EnerNOC CEO Healy: ‘Wouldn’t Surprise Me if We Are Sitting on a Fortune One Day’ (Part 2 of 2)
Submitted by EnergyTechStocks.com
Timothy Healy, chairman and CEO of EnerNOC Inc., a company whose information technology helps electric utilities and their major corporate customers manage their respective power requirements, is focused on a future where carbon has a price. Translation: a future where there is a global market for trading carbon credits generated by developers of projects that result in a reduction of carbon dioxide emissions.
While such a future isn’t yet guaranteed, rapidly rising public concern over greenhouse gas (GHG) emissions is spurring more and more companies and countries to start thinking about how they will operate in a “carbon constrained” world where the amount of CO2 they release must be reduced year over year. Companies responsible for reducing their “carbon footprint” by more than the specified annual amount would be able to sell the “credits” their projects generate – probably at a rate of $30 or more per ton of carbon effectively taken out of the air – to companies that exceed their specified limits.

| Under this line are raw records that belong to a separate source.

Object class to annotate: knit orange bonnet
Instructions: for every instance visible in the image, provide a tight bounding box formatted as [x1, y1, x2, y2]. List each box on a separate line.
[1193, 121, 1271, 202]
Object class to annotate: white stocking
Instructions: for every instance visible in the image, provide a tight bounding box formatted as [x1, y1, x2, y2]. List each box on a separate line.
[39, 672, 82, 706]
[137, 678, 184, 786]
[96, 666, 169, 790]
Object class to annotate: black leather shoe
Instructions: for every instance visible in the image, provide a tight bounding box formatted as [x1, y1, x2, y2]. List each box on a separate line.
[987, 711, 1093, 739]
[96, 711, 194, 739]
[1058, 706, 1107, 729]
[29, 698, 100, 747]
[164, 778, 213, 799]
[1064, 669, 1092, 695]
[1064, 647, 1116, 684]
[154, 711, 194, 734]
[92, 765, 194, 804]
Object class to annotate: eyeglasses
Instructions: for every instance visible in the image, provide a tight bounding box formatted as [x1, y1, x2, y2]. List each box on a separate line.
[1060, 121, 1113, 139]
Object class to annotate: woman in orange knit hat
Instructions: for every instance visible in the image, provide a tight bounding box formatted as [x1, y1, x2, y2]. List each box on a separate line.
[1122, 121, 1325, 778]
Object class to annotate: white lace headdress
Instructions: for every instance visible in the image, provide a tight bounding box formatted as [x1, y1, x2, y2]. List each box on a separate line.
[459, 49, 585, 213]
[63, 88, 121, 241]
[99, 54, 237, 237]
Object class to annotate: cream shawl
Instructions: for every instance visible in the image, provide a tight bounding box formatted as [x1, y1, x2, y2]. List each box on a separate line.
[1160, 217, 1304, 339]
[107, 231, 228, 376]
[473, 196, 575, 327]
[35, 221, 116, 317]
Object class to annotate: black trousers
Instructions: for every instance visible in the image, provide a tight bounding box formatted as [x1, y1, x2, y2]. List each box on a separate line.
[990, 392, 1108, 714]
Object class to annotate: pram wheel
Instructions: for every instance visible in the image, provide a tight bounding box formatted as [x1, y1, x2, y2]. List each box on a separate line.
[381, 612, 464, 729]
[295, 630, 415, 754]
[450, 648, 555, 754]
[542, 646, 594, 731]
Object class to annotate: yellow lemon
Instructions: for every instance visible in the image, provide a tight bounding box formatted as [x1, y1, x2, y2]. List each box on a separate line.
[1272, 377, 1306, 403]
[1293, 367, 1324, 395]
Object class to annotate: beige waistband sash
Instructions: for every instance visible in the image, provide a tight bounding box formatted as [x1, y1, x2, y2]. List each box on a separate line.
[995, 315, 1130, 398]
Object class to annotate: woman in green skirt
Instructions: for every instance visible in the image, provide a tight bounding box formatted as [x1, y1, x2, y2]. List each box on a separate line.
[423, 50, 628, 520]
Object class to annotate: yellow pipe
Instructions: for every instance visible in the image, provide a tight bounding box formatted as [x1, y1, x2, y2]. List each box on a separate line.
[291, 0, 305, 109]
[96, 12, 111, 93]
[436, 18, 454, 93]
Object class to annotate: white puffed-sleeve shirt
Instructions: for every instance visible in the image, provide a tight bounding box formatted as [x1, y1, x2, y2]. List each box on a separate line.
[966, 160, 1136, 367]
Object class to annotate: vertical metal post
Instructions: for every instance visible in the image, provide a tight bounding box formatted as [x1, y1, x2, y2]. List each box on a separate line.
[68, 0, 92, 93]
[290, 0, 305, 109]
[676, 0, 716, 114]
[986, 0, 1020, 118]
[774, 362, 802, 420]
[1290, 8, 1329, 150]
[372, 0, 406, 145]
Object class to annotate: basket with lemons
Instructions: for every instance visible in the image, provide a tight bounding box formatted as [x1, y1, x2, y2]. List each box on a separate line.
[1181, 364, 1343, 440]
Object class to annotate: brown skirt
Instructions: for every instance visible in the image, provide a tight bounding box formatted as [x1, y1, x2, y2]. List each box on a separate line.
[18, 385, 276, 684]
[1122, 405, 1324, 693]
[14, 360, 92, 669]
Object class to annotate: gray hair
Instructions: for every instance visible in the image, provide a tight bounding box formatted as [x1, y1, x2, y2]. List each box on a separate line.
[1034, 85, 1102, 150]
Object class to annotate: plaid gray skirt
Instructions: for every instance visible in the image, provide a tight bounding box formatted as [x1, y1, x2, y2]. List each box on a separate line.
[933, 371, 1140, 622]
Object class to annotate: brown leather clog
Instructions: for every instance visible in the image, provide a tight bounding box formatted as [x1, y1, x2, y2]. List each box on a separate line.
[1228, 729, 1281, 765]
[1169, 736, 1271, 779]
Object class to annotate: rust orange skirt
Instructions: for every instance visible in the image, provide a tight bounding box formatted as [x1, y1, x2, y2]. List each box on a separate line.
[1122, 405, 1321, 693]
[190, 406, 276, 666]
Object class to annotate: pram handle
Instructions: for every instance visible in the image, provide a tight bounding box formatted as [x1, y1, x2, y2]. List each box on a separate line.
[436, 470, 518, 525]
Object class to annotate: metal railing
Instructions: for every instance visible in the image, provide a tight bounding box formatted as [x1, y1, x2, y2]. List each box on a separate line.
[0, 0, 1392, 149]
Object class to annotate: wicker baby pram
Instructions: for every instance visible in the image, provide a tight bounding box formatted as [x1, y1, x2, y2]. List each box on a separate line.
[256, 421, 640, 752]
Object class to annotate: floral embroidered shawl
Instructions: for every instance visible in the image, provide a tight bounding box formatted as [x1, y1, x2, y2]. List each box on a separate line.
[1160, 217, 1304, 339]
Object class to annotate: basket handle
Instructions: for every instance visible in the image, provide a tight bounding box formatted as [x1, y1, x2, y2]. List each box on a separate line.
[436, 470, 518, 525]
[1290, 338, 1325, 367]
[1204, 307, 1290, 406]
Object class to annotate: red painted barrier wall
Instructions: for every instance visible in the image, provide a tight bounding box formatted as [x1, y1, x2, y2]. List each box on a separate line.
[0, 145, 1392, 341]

As EnergyTechStocks.com recently reported, the market for carbon emissions trading, while still in its infancy, is expected to approach $100 billion in 2008. (See: Still in its Infancy, Carbon Trading Market Will Approach $100 Billion in 2008 – New Report) As EnergyTechStocks.com also recently reported, carbon trading expert Peter Fusaro expects carbon trading to balloon into a $500 billion global market within a few years. (See: Carbon Trading Guru Peter Fusaro on Making $$ in The $500 Billion Carbon Emissions Market - Part 1 of 4)
For a company such as EnerNOC, whose entire business is directed at helping companies save energy and, thus, reduce their CO2 emissions, if and when carbon has a price, the payoff could be great. Key will be whether projects already undertaken are grandfathered into the system, which experts including Fusaro expect will happen. If and when that happens, EnerNOC will suddenly have a portfolio of carbon credits ready for sale.
Referring to the revenue potential of selling carbon credits coupled with the revenue potential of providing IT-directed energy efficiency services, Healy told EnergyTechStocks.com, “It wouldn’t surprise me if we are sitting on a fortune one day.”
Asked specifically who gets credit for what under EnerNOC’s contracts with companies signing up for its energy efficiency services, Healy indicated that EnerNOC would be in line to get the bulk of the credits generated.
Asked to envision a world where EnerNOC’s IT products might be used to help manage the power requirements of hundreds of thousands, if not millions, of plug-in electric hybrid vehicles, Healy said that in such a world, EnerNOC could be “sitting in the catbird seat,” adding that energy management services for the electrified transportation market was part of the company’s long term vision.